1 John 5:7 - Commentary Critical and Explanatory on the Whole Bible

Bible Comments

For there are three that bear record in heaven, the Father, the Word, and the Holy Ghost: and these three are one.

Three. Two or three witnesses were required by law to constitute adequate testimony. The only Greek manuscripts, in any form, which support the words, "in heaven, the Father, the Word, and the Holy Spirit, and these three are one: and there are three that bear witness in earth," are the Montfortianus of Dublin, copied from the modern Latin Vulgate; the Revianus, copied from the Complutensian Polyglot; a manuscript at Naples, with the words added in the margin by a recent hand; Ottobonianus, 298, of the fifteenth century, the Greek of which is a translation of the accompanying Latin. All the old versions omit the words. The oldest manuscripts of the Vulgate omit them, the earliest Vulgate manuscript which has them being Wizanburgensis, 99. of the eighth century. A Scholium quoted in Matthaei shows that the words did not arise from fraud; for all Greek manuscripts ("there are three that bear record"), the Scholiast notices, have "three," masculine, because the three things (the Spirit, the water, and the blood) are SYMBOLS OF THE TRINITY. To this Cyprian, 196, refers: 'Of the Father, Son, and Holy Spirit, it is written, "And these three are one" ' (a unity).
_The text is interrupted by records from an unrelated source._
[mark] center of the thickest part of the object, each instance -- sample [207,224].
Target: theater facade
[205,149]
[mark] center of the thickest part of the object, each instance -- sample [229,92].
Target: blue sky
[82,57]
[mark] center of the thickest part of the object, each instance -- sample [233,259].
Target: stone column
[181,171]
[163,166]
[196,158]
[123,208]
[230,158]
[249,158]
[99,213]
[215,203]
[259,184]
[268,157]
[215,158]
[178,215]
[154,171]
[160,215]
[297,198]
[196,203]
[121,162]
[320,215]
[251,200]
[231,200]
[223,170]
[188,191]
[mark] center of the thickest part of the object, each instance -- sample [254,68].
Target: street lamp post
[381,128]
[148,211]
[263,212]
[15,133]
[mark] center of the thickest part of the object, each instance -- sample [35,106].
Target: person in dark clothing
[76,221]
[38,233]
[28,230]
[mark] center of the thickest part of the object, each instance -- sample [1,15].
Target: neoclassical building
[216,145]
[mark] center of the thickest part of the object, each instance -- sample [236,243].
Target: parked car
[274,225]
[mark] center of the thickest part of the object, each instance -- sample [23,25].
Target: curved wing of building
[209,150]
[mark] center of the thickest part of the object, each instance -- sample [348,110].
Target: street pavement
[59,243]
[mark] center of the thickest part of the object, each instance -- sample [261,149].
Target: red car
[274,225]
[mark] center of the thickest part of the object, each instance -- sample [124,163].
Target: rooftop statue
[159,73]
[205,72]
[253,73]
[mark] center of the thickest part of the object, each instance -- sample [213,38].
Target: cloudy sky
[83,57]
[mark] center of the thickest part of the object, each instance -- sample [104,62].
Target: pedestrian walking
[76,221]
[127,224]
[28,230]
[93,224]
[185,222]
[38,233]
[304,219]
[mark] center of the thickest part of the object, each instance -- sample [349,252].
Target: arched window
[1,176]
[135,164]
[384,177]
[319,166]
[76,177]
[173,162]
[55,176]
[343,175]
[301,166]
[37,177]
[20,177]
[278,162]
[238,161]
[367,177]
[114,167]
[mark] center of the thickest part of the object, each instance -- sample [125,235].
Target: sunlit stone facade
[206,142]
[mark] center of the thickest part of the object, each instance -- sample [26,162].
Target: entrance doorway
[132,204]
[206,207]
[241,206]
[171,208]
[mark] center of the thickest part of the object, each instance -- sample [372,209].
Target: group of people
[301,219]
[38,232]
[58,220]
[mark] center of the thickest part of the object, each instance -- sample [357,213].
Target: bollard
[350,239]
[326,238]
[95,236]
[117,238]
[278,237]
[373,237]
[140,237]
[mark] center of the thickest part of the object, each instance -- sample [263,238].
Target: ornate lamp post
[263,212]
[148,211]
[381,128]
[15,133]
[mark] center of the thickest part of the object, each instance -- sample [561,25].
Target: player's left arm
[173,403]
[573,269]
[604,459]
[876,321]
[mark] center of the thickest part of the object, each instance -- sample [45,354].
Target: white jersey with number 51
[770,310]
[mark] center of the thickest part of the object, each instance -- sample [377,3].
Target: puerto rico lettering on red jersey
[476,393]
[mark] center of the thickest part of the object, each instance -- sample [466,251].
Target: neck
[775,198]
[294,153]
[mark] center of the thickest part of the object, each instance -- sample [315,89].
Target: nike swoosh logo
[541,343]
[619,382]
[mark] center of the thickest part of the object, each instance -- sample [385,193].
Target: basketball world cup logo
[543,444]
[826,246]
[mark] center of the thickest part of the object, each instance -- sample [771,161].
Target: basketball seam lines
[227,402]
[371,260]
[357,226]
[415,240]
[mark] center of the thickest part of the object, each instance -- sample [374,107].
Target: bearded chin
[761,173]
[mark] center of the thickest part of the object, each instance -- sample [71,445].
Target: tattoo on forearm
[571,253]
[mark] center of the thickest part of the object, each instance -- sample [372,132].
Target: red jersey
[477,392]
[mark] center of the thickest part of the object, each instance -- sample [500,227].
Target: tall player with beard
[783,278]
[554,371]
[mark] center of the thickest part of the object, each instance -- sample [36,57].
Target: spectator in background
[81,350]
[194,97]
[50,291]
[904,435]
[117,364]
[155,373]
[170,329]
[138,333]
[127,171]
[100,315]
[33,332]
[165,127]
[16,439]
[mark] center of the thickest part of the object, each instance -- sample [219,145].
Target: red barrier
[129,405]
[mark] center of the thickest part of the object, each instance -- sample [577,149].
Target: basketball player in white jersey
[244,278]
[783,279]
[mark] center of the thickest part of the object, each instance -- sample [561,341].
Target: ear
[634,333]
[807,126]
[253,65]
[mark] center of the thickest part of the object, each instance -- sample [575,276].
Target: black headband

There must be some mystical truth implied in "three" х hoi (G3588) treis (G5140)] twice in the masculine, though the antecedents, 'Spirit, water, and blood,' are neuter. That THE TRINITY was meant is a natural inference: the triad specified pointing to a still higher Trinity; as is plain also from 1 John 5:9, "the witness of God," referring to the Trinity, alluded to in 'the Spirit, water, and blood.' It was therefore first written as a marginal comment to complete the sense; then, as early, at least, as the eighth century, was introduced into the text of the Latin Vulgate. The testimony, however, could only be borne on earth to men, not in heaven. The marginal comment that inserted "in heaven" was inappropriate. It is on earth that the context requires the witness of the three-the Spirit, the water, and the blood-to be borne: mystically setting forth the divine triune witnesses-the Father, the Spirit, and the Son. Luecke notices as internal evidence against the words, John never uses "the Father" and "the Word" as correlates, but, like other New Testament writers, associated 'the Son' with "the Father," and always refers "the Word" to 'God' as its correlate, not "the Father." Vigilius, at the end of the fifth century, first quotes the disputed words as in the text. The term 'Trinity' occurs first in the third century in Tertullian, 'adversus Praxean,' 3.

1 John 5:7

7 For there are three that bear record in heaven, the Father, the Word, and the Holy Ghost: and these three are one.